The target distributed agent is specified by the triplet: quota_name, callback_module and agent_key. If the agent has not yet activated, it is activated before applying the command. During activation of the new agent, quota limit is checked (and it involves additional message round-trip). As such it is necessary that the quota is created (by put_quota/2) before calling this function. When the quota limit is violated {:error, :quota_limit_reached} is returned.

On receipt of the command, the distributed agent evaluates DistAgent.Behaviour.handle_command/2 callback and then DistAgent.Behaviour.after_command/4 callback. For the semantics of the arguments and return values of the callbacks refer to DistAgent.Behaviour.

Options

The last argument to this function is a list of options. Most of options are directly passed to the underlying function (RaftKV.command/4). However, unlike RaftKV.command/4, :call_module option defaults to BatchedCommunication in this function.

You may also pass :rate_limit option to enable per-node rate limiting feature. The value part of :rate_limit option must be a pair of positive integers. Executing a command consumes 3 tokens in the corresponding bucket (as command is basically more expensive than query). See also Foretoken.take/4.

Link to this function delete_quota(quota_name) View Source
delete_quota(DistAgent.Quota.Name.t()) :: :ok

Deletes limit of the specified quota.

Link to this function init(init_options \\ []) View Source
init([init_option()]) :: :ok

Initializes :dist_agent.

Note that :dist_agent requires that you complete the following initialization steps before calling this function:

  1. connect to the other existing nodes in the cluster
  2. call RaftFleet.activate/1
  3. call RaftKV.init/0

Lists existing quota names.

Adds or updates limit of the specified quota.
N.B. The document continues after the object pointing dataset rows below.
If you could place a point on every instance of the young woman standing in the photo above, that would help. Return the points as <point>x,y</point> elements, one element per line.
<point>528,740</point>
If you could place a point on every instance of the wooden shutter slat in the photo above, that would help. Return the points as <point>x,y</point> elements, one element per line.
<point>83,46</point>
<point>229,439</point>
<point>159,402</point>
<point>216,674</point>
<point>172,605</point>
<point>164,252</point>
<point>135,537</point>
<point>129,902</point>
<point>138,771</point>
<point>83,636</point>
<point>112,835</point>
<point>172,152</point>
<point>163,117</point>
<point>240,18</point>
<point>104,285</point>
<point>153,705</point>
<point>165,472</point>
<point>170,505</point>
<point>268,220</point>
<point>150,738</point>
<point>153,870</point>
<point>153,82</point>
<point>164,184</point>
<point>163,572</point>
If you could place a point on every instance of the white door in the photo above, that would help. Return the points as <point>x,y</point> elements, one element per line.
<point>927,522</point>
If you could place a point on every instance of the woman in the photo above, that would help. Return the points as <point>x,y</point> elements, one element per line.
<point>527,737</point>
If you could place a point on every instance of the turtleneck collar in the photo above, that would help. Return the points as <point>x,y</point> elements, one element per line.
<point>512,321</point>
Link to this function query(quota_name, callback_module, agent_key, query, options \\ []) View Source
query(
  DistAgent.Quota.Name.t(),
  module(),
  String.t(),
  DistAgent.Behaviour.query(),
  [option()]
) ::
  {:ok, DistAgent.Behaviour.ret()}
  | {:error,
     :agent_not_found
     | {:rate_limit_reached, milliseconds_to_wait :: pos_integer()}
     | :no_leader}

Sends a read-only query to the specified distributed agent and receives a reply from it.

The target distributed agent is specified by the triplet: quota_name, callback_module and agent_key. If the agent has not yet activated {:error, :agent_not_found} is returned.

On receipt of the query, the distributed agent evaluates DistAgent.Behaviour.handle_query/2 callback and then DistAgent.Behaviour.after_query/3 callback. For the detailed semantics of the arguments and return values of the callbacks refer to DistAgent.Behaviour.

Options

The last argument to this function is a list of options. Most of options are directly passed to the underlying function (RaftKV.query/4). However, unlike RaftKV.query/4, :call_module option defaults to BatchedCommunication in this function.

You may also pass :rate_limit option to enable per-node rate limiting feature. The value part of :rate_limit option must be a pair of positive integers. Executing a query consumes 1 token in the corresponding bucket. See also Foretoken.take/4.

Returns a pair of current number of distributed agents in the specified quota and its upper limit.